Thursday, September 20, 2007

Brother Odd




Brother Odd by Dean Koontz


This is my second book for the R.I.P. challenge.









rated: 3 out of 5








This is the 3rd book in the Odd Thomas series and I am sad to say I liked this one the least. I'm a big fan of Odd, and the first 2 books were so good. Odd Thomas was excellent, and Forever Odd was just as great. This one didn't hold my attention much though. It started off slow and didn't really take off at all.


It does leave room for another book though, so that's promising.
D.K. did include a few comedic lines as he does with these books, and I did laugh out loud at times. I love Odd's sense of humor.







In this one, Odd goes to live in a monastery in the Sierra Nevada mountains, where one of the monks goes missing. He starts seeing 'bodachs' and tries to figure out what is going on. Bodachs are kind of like ghosts that come 'round when death and pain are coming, only Odd can see them.

One thing I didn't like was that the sick little girl in the room says 'loop me in' to Odd, and he feels it is Stormy, his girlfriend who was killed in book 1, using this little girl to talk to him from the other side. But then nothing else really happens with that story line....

And what happened to Danny? Odd's best friend in book 2? He's not even mentioned once. You even wonder what is Odd doing in a monastery?

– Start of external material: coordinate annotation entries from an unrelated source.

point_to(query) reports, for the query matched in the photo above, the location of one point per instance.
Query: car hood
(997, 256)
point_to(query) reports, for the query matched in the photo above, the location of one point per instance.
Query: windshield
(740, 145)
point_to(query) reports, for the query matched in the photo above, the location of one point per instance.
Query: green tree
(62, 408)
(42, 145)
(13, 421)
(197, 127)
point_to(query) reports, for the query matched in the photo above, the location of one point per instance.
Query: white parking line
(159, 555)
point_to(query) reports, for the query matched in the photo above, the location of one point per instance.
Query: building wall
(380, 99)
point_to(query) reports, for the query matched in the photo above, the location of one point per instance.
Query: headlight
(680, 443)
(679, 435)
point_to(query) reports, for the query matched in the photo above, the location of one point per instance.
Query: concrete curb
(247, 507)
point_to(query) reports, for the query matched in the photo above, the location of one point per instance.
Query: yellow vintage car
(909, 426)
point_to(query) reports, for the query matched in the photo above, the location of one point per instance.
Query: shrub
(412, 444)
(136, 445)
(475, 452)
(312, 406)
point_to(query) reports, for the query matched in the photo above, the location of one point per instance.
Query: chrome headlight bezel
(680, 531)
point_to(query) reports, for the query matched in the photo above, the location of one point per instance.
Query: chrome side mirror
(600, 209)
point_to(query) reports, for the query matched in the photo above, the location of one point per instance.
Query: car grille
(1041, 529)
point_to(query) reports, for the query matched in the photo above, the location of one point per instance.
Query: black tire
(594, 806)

I also didn't really care much for the other characters. The story really didn't have much excitement and when I first started reading, I was sure I'd be done in a day or two. Instead, it took me 2 weeks, because I didn't really feel like picking the book up again. Sad to say, I found it boring at parts.
It was almost like this book had nothing to do with the previous 2 books.

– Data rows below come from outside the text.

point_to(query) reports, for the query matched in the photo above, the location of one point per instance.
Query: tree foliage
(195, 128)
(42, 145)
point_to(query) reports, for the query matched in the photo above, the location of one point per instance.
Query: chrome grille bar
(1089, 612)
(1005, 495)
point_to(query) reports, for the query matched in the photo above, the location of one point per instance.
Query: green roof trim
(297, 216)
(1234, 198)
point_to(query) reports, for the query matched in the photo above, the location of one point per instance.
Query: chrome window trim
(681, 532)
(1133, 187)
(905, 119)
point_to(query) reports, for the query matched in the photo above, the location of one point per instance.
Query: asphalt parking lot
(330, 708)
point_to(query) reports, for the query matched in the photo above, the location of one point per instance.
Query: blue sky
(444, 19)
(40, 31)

"Because I live with the dead, my tolerance for the macabre is so high that I am seldom spooked. The part-shriek-part-squeal-part-buzz, however, was so otherworldly that my imagination failed to conjure a creature that might have made it, and the marrow in my bones seemed to shrink in the way that mercury, in winter, contracts to the bottom of a thermometer.

I took one step toward where the school out to be, but then halted, retracted that step. I turned uphill but dared not retreat to the abbey. Something unseen in the camouflaging storm, something with an alien voice full off need and fury, seemed to await me no matter in which direction I proceeded."